Avançar para o conteúdo principal

d'O Método

fui ver um ensaio, daqueles tipo treino à porta fechada mas para gente da arte. subiu-me até certo ponto a expectativa porque eram pesos pesados a trabalhar, com um peso pesado a dirigir, com uma técnica supostamente peso pesado.

foi pesado de digerir. não no sentido de um texto forte com interpretações marcantes e encenação de choque. foi pesado de digerir como aqueles almoços de cozido à portuguesa desenxabido que nem sabem bem e ficam a trabalhar no estômago o dia todo. foi pesado de digerir porque foi... uma seca. compriiido, com má encenação, atabalhoada e com cortes injustificados longuíssimos, actores em overacting constantemente, sem um estudo dramatúrgico do texto feito como deve ser, que se notava nas variações de personalidade completamente desenquadradas... uma contra-regra que fazia trabalho desnecessário se os actores se dessem ao sacrifício de mexer uma cadeira e trazerem na mão os adereços, um texto que podia ser forte se não fosse tudo o resto ser mau ao ponto de nos desviarmos do elemento principal [a história, sim, a história, bolas!]... podia continuar com críticas até ao inferno congelar...

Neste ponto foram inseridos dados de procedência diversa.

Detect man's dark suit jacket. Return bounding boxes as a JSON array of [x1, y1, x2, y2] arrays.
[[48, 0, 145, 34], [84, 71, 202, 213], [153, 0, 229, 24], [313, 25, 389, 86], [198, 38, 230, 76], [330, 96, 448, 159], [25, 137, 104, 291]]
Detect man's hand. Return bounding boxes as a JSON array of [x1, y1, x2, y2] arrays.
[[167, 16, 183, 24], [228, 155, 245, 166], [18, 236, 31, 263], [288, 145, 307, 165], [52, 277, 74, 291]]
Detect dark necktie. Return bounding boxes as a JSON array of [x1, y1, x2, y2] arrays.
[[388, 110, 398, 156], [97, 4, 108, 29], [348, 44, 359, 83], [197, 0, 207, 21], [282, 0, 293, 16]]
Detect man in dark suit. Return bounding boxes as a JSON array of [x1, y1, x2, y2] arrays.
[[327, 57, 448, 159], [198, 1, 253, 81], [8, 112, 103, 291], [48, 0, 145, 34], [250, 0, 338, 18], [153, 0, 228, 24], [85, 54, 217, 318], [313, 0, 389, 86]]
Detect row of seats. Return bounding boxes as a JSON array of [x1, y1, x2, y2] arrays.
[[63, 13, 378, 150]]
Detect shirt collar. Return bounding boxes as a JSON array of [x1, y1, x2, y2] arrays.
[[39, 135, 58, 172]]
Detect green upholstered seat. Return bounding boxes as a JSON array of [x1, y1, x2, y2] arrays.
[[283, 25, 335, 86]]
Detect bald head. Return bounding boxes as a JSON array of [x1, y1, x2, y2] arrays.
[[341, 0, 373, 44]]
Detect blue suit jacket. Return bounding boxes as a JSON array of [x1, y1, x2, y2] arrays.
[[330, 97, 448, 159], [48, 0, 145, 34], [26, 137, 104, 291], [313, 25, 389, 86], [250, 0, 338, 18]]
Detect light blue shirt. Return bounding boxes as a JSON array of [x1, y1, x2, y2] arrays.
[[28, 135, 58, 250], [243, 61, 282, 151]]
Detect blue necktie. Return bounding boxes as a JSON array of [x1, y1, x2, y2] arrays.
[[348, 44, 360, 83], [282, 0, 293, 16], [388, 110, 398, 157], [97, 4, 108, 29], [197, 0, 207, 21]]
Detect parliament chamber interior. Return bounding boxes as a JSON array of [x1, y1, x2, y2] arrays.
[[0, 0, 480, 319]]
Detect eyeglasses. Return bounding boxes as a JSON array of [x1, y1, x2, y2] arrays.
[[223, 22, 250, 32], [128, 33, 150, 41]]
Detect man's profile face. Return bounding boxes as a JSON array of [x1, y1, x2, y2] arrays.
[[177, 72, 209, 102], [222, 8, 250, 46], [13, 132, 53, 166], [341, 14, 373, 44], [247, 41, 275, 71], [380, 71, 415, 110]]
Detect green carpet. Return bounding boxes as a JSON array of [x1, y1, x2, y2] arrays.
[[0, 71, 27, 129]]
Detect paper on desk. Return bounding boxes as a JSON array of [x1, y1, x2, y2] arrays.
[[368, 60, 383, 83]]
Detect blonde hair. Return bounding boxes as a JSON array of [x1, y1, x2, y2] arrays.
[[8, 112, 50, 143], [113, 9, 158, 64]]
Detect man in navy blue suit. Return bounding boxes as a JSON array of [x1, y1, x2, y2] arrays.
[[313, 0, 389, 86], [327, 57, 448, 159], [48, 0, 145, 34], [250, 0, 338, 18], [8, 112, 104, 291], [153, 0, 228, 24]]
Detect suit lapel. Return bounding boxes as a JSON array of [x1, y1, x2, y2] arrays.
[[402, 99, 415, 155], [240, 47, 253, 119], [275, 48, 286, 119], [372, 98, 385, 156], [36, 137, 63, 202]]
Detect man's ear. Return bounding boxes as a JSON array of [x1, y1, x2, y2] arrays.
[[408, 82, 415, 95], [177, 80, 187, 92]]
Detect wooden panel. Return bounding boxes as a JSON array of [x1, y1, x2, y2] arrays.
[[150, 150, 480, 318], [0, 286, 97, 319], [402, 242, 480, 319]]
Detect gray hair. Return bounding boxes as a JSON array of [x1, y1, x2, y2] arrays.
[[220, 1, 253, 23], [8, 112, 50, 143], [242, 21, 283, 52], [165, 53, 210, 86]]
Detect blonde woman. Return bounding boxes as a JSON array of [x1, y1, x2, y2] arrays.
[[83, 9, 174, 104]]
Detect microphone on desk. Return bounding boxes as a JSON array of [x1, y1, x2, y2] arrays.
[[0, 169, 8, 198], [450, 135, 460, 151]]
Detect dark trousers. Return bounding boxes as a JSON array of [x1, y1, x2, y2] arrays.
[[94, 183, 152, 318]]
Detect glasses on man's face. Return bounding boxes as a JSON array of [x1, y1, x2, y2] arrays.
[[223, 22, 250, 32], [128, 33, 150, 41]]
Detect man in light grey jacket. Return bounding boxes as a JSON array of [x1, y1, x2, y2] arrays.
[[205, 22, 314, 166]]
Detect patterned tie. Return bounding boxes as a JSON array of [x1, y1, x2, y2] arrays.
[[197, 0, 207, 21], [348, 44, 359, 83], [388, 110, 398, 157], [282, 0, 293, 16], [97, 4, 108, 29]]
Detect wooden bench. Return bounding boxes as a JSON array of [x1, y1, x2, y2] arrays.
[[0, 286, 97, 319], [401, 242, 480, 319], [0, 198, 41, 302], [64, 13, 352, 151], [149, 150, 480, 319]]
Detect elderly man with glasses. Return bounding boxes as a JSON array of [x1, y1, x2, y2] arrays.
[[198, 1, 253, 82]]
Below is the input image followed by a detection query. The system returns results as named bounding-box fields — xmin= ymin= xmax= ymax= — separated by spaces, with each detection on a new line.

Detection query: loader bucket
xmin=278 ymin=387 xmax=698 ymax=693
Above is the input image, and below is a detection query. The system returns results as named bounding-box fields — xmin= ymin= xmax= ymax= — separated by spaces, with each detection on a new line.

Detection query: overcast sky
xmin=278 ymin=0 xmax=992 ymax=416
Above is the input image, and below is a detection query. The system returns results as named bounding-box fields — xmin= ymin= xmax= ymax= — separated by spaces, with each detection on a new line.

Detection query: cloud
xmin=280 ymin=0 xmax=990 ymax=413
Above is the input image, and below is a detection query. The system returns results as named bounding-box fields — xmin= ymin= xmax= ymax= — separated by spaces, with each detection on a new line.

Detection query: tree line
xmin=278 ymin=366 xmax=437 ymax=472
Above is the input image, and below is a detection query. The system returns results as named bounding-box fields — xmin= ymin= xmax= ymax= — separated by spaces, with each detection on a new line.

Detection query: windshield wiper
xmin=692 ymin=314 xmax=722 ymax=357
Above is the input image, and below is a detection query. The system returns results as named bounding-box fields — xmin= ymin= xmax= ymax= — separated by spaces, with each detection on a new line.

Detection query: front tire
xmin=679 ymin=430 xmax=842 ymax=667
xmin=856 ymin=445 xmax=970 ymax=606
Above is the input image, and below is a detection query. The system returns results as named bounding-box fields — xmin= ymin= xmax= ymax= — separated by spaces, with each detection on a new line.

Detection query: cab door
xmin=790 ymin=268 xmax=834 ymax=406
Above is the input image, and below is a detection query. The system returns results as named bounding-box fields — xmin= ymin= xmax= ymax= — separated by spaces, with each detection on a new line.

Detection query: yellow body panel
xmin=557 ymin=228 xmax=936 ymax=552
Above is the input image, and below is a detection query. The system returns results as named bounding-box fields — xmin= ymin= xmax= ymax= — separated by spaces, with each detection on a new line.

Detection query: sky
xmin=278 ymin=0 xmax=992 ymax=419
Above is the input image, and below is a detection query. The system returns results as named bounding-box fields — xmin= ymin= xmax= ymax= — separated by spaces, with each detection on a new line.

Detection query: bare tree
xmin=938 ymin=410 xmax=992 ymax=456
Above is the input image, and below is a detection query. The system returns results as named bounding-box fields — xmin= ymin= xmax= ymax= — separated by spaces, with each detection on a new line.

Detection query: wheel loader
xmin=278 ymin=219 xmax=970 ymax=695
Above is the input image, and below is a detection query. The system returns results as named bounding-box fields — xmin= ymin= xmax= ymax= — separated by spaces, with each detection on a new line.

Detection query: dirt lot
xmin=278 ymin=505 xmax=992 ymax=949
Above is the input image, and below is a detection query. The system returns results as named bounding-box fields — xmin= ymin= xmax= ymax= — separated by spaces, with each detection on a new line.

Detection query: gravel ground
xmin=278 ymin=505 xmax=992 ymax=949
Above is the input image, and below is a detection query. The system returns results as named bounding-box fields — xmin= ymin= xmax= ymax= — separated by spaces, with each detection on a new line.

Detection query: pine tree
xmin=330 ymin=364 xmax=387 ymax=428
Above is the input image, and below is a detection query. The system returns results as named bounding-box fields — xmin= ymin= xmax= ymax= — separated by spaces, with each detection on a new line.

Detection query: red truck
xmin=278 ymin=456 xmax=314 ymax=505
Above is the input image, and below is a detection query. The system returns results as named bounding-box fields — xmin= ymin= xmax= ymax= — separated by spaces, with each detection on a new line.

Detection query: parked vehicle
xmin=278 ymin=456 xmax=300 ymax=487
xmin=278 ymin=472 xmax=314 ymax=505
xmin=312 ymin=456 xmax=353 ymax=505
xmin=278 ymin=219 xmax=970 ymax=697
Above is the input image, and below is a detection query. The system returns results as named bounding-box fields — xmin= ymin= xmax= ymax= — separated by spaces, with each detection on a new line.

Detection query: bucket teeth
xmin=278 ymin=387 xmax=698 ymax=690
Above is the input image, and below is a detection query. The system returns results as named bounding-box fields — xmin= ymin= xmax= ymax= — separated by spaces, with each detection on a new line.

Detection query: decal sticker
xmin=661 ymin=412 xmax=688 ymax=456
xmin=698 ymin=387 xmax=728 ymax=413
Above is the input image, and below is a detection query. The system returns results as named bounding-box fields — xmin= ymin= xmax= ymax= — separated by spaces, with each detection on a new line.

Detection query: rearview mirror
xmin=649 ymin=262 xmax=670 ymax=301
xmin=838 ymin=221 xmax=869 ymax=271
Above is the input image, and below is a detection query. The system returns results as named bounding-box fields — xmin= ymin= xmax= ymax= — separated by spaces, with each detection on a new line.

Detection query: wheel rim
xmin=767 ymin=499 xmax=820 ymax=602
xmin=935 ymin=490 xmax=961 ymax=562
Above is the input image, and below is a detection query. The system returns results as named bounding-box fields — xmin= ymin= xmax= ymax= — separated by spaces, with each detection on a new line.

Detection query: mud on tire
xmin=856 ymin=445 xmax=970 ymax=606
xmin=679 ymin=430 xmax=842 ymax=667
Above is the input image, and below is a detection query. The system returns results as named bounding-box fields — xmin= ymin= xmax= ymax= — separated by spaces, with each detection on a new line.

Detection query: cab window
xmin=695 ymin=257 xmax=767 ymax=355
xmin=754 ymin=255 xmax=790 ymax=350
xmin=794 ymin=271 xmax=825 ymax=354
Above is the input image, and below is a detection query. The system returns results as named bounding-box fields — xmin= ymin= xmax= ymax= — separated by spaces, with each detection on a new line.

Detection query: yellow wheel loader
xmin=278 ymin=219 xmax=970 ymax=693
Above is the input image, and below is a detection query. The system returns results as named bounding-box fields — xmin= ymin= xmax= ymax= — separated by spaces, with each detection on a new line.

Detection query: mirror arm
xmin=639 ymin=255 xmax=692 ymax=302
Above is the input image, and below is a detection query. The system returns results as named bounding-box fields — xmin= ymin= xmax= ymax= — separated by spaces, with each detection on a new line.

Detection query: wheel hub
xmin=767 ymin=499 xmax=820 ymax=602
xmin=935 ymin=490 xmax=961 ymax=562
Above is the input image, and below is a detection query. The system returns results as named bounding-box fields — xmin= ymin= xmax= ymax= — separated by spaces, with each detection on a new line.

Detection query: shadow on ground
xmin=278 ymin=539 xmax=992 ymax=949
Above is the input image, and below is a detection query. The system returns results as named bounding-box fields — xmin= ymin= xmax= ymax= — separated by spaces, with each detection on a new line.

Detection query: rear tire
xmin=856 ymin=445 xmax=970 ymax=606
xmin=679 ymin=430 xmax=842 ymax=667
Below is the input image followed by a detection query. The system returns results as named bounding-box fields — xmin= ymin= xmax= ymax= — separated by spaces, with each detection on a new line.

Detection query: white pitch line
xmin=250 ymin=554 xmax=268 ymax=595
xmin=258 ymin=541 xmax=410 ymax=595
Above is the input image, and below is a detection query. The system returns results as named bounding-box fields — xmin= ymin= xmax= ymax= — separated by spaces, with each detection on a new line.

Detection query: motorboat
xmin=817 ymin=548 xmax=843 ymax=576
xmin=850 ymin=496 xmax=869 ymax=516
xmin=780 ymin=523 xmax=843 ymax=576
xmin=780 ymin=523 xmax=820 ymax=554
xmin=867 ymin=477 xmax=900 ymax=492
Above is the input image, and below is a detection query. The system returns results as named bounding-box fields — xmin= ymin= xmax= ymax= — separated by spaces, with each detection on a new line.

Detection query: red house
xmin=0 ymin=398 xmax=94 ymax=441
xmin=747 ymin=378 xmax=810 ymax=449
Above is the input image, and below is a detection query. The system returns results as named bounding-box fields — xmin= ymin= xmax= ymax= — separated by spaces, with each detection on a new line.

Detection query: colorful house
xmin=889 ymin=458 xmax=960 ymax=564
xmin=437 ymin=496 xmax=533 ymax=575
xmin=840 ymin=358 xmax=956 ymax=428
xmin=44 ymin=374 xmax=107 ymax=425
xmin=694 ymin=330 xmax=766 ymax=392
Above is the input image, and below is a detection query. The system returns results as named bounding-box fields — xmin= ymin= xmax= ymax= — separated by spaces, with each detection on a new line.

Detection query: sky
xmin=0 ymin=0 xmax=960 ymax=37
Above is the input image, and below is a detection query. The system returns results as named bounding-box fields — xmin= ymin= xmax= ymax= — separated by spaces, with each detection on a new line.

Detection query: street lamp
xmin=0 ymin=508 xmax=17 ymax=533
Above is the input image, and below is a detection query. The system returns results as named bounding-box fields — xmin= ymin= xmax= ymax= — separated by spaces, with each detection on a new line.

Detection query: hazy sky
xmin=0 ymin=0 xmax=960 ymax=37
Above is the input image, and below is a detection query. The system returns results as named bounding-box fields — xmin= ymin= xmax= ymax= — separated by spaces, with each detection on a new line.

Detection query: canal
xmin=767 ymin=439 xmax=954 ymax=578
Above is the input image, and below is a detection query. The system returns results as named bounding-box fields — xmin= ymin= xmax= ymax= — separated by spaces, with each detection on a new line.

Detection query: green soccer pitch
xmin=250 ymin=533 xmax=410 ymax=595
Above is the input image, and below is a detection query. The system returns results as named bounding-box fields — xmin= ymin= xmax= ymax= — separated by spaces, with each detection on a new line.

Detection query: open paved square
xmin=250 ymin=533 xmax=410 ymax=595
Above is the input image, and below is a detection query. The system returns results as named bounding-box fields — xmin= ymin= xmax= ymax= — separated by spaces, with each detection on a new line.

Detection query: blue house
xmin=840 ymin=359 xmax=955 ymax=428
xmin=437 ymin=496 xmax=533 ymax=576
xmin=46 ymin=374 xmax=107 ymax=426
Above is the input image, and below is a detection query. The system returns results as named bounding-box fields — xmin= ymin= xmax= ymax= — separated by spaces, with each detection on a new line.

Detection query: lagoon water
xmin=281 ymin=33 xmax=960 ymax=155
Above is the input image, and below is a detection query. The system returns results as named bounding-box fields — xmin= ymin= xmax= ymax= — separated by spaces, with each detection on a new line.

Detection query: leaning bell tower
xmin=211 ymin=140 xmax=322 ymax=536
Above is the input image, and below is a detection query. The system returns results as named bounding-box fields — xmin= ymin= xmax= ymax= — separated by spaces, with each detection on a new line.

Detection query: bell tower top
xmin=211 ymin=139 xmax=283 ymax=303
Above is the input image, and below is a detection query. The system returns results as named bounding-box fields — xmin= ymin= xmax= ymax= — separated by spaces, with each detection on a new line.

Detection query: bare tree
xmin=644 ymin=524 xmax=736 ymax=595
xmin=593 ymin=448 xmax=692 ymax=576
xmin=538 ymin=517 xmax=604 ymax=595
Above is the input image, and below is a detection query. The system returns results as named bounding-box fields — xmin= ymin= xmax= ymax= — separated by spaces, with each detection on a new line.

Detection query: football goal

adiante. intervalo. [a reacção foi mais "intervalo?! não acabou?! dasss!"] fuma-se um cigarro e aparecem colegas de amigos. ouvem-me comentar e arrebitam a orelha. ia eu na parte de "mas o actor está com uns tiques de homossexual que não se percebem, não encaixa, pá". [um àparte para contextualizar e não parecer que sou homofóbica: ele há homens homossexuais em que se notam os tiques efeminados e outros em que não se nota. é um facto, pronto.] ora o moço mais arrebitado padecia, sem qualquer dúvida, dos mesmos tiques. interveio:
- desculpa, não percebi.
[devia estar à espera que eu me encolhesse, mas eu e a minha bocarra]
- os tiques efeminados do actor não encaixam na personagem. tudo bem que um tipo com este background pode ter problemas sexuais mal resolvidos, mas o homem está em overacting e ali não bate certo.
- não deves ter percebido bem o contexto da criação da personagem. conheces O Método?
[com maiúsculas. claro]
- conheço, obviamente. sou actriz...[interrompeu-me no "vai para 9 anos"]
- é que eu sou aluno dele há 3 anos e claro que ele, como todo o elenco, estão a utilizar O Método para a concepção das personagens e se calhar não percebeste isso.
- eu não tenho que perceber que raio de ferramentas ou técnicas - de renome ou não - eles utilizam para fazer a peça. a técnica, como o actor tem de ser fluída, transparente. só tenho de ver ali a história e a personagem.
o moço lá continuou na sua babada análise d'O Método, e chocou-me a sua incapacidade de ter um juízo crítico para com a peça e muito menos para com o seu mentor. eu ignorei, sorri e acabei por, para não me chatear com estranhos, falar do "opiniões diferentes é que é giro, a arte é mesmo assim".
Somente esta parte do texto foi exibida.